Joe told me this story, which happened when a cousin
and his wife were killed in an automobile accident.
Because Joe’s cousin had died a few moments after his
wife, he had legally inherited her estate. None of the
family, however, knew where to find a will or if,
indeed, one even existed. Florida law mandates when an
estate owner dies and has left no will, the assets of
the estate are sold and the proceeds distributed among
the heirs. There were several sentimentally precious
heirlooms that the couple’s children wanted
desperately to keep, but as the day of the sale grew
closer, still no will had been found.
On the Saturday night preceding the Monday morning
court hearing, Joe’s uncle had a dream. His departed
cousin was standing in the living room of his own house,
his hand resting on a cabinet built into the wall. The
next morning, Joe’s uncle went to his cousin’s
house, searched the cabinet and found the will pressed
into the pages of an old photo album. No one had noticed
the album until now. On the particular page where the
will rested was a photograph of Joe’s cousin with
their grandmother, who had died several years earlier.
That night, Joe’s uncle had another dream. His
departed cousin and grandmother were posed exactly as
they were in the photograph, and they were smiling at
him and nodding their approval.
Don’t Be Afraid
Sometimes contact can occur during an out-of-body
experience (OBE), when the soul or consciousness for
some reason separates itself from the physical body.
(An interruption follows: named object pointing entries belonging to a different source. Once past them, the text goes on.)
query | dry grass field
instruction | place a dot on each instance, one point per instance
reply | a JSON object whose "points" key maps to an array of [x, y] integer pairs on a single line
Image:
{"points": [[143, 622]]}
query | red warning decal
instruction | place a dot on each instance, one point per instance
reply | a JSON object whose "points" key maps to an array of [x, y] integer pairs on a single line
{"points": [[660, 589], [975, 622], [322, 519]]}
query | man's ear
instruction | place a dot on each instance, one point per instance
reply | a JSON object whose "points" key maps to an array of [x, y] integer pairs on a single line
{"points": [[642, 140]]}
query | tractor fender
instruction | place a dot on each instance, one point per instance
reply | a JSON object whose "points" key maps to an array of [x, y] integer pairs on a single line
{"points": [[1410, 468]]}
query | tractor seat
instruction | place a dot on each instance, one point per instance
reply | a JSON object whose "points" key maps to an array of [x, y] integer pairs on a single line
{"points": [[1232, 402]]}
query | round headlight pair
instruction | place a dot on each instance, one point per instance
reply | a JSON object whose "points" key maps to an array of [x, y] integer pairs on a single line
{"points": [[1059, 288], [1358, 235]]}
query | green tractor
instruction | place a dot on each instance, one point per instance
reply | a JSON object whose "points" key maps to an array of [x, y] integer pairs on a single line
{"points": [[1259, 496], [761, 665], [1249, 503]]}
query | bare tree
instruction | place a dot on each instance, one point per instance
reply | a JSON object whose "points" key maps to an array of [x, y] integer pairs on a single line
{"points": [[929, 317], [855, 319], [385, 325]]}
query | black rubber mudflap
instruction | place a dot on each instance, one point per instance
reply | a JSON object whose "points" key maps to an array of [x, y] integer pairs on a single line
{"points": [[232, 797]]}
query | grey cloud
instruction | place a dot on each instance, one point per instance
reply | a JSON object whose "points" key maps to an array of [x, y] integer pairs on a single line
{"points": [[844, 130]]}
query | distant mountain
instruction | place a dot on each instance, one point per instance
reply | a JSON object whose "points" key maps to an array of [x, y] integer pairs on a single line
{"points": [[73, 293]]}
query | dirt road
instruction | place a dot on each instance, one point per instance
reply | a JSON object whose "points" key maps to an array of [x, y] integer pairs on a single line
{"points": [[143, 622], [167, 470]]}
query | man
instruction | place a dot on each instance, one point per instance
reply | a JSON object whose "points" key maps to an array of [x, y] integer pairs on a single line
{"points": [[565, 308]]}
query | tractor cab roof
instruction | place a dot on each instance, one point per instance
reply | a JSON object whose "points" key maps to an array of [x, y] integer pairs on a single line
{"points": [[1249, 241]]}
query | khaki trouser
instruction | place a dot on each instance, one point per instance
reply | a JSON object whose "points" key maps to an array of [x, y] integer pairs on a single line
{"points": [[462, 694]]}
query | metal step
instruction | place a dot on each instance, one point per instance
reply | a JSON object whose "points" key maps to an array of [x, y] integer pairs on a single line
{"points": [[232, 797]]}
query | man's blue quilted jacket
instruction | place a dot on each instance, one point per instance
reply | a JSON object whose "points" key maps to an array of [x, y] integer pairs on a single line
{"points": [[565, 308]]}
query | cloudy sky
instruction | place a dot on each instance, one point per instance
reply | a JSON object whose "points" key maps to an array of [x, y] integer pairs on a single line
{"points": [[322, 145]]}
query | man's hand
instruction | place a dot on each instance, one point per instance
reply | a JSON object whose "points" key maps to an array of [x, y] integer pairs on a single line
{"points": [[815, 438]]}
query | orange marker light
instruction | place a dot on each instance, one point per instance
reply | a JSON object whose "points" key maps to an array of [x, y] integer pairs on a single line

OBEs often occur spontaneously during near-death
experiences, or at critical times when a person is
highly stressed and/or in imminent physical danger.
Sometimes they happen during deep meditation or sleep.
Josie’s experience occurred after her grandfather’s
death and on the anniversary of her departed father’s
birthday. She told this story in a letter to a mutual
friend, whose loss of her younger brother to an
extremely premature heart attack had caused her to
wrestle with her own spirituality.
"Yes, there is life after death," Josie
wrote. "I know this from a personal experience. One
night, I went to bed as usual and it was at the stroke
of midnight when I arose from bed. I looked down to see
my body still lying there. I went into my mom’s room
to lay a kiss upon her cheek, and I did the same to my
sister. I started to leave the room when I noticed my
hallway was no longer the same, it was like a school
corridor. I began to walk down this corridor, and as I
did so I could clearly hear my heels hitting the ground
and echoing. I went through the double doors as if I was
to enter a small stairwell, but as I went through these
doors I was in a room that had a lot of flashing lights,
all different colors and also bright white. I went
through another door, and I was in a room where I saw
everyone I have ever known in my entire life, and they
were all dead. Right then and there, I realized I was
"I went through another door and there was this
most beautiful and bright white Light and smoky floor.
This Light made me feel at peace. I heard a voice. It
was far away, and then it came nearer and nearer. Soon I
was able to recognize it. It was my dad and when I
called out to him he appeared!
"I hugged him, I cried in his arms, I felt him
and he was real! I could smell his
cologne. My dad told me I had to go back, that I could
not stay because I had to finish what he could not here
on earth. I begged him to let me stay but he said, ‘No,
you must go now. They are calling me.’ I asked him who
was calling. He said, ‘The angels are, sweetie.’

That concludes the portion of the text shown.